4. The “How” - Defining Variables in R
This is where you take your first practical step into the R programming environment. The logic and goals will be familiar, but the execution is different from traditional statistical software. Let’s break down how this new process maps to the workflows you may be used to.

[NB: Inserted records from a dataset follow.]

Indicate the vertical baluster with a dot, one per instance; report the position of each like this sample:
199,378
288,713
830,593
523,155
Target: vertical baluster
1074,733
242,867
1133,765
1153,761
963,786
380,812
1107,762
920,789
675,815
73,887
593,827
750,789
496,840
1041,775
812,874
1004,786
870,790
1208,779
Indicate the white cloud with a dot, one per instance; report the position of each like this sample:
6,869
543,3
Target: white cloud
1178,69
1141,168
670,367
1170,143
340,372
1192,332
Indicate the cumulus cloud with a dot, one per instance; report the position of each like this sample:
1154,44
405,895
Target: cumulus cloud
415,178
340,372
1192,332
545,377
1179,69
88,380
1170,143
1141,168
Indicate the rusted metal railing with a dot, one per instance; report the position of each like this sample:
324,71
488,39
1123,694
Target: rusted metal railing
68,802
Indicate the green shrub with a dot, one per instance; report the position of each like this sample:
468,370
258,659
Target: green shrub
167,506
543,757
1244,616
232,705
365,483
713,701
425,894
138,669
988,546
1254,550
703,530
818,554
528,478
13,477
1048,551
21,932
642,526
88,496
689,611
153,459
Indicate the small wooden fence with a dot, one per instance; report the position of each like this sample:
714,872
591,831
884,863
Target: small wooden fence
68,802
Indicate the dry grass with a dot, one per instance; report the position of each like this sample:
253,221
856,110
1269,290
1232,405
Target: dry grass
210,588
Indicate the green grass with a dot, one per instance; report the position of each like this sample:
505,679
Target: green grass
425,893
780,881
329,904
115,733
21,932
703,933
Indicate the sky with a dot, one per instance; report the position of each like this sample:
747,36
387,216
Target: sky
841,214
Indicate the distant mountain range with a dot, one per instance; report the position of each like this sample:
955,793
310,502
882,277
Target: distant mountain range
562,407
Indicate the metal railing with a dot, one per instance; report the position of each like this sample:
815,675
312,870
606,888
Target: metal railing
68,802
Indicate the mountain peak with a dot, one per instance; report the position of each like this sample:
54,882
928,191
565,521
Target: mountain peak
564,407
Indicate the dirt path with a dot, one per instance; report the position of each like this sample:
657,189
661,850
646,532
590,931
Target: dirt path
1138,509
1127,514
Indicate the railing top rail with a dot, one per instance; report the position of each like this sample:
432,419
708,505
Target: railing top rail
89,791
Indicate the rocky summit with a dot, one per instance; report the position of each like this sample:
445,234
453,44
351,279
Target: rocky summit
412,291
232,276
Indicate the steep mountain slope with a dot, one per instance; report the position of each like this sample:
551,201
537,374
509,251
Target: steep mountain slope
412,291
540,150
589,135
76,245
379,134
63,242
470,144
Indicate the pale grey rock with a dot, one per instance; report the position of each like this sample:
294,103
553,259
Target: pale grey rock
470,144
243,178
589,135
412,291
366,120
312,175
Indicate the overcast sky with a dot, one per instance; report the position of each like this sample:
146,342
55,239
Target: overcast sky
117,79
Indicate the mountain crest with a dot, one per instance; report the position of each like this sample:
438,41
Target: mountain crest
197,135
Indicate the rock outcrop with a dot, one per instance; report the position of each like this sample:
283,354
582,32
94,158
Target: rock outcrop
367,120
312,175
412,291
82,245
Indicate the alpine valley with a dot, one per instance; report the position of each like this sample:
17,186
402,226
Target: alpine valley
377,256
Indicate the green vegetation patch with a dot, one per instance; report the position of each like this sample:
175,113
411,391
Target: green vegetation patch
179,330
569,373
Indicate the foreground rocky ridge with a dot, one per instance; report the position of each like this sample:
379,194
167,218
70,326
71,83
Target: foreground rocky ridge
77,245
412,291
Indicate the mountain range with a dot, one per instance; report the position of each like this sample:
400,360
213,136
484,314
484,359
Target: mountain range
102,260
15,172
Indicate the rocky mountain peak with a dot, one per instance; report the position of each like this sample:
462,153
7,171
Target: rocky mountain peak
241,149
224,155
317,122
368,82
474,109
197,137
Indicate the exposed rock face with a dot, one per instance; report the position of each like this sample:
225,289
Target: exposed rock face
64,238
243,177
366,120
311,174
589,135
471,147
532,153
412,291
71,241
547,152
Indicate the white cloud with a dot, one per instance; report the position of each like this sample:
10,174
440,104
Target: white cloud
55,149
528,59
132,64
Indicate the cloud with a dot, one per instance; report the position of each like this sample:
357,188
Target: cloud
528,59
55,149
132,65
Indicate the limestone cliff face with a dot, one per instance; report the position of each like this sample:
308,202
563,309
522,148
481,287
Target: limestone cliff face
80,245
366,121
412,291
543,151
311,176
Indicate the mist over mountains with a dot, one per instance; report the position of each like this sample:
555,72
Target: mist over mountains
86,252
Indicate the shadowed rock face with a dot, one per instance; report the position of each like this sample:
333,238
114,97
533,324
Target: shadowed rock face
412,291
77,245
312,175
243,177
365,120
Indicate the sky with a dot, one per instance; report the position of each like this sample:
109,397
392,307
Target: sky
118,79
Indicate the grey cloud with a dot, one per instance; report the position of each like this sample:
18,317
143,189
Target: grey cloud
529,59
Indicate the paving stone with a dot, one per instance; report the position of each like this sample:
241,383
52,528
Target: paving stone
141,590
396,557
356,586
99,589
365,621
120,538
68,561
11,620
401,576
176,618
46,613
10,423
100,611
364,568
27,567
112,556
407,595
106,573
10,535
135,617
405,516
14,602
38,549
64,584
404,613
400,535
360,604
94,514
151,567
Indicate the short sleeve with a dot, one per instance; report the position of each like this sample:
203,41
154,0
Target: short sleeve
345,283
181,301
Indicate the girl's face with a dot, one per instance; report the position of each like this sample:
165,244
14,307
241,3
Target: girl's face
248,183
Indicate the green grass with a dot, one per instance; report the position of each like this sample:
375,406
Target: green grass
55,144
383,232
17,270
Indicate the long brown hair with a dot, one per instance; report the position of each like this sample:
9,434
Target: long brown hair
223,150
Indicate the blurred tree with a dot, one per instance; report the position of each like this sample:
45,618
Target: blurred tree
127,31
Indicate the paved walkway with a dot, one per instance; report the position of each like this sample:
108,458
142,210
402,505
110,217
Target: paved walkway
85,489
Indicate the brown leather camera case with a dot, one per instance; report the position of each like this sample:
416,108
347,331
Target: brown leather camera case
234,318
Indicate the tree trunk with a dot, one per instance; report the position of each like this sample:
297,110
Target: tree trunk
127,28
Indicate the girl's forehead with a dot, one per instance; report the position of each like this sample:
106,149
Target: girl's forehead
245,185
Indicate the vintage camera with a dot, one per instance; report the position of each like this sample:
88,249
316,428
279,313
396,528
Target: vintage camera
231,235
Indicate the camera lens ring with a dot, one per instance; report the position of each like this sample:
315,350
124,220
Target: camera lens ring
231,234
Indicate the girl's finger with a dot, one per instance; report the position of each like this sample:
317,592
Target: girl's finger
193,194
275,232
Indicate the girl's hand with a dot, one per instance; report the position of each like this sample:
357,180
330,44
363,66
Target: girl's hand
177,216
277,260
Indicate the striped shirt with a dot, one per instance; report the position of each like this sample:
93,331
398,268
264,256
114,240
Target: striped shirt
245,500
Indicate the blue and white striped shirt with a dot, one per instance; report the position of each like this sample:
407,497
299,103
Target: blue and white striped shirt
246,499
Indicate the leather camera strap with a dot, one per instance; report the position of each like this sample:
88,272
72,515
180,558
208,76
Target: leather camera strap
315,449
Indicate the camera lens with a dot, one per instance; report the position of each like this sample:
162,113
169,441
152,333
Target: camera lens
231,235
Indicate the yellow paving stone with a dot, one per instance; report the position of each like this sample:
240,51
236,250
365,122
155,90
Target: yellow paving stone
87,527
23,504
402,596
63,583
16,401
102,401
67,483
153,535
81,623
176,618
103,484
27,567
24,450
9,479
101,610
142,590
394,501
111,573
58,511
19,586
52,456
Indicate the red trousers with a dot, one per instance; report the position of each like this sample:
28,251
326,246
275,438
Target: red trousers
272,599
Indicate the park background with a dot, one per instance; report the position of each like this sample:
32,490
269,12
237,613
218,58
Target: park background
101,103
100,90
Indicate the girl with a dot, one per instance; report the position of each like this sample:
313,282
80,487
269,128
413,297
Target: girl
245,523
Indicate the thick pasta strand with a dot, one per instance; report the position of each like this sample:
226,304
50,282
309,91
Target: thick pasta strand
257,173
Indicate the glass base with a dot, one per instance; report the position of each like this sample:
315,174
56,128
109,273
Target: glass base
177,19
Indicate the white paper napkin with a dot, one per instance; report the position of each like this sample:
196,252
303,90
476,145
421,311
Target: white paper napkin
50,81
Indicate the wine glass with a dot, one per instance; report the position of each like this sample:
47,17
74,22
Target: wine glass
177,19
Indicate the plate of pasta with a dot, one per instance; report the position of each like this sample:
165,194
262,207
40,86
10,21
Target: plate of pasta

The Goal. From Clinical Idea to Computable Variable
In any study, the first step is to translate a clinical idea (e.g., “diabetes”) into a precise, computable definition.
-
In SAS/SPSS: You might receive a dataset (e.g., a CSV or SAS file) and a separate document defining the variables. To create a “diabetes” variable, you would typically write a script with a series of
IF/THENstatements orCASE WHENlogic, manually listing all the ICD-9 or ICD-10 codes that define the condition. This process is effective but has limitations: the code lists are often stored in separate documents, can be prone to transcription errors, and are not easily reusable across studies. -
In the OMOP/R Ecosystem: We make this process more robust, transparent, and reusable. Instead of manually listing codes in a script, we use a pre-defined, clinically validated
concept_set. This object is a container for all the standardconcept_ids for our variable of interest.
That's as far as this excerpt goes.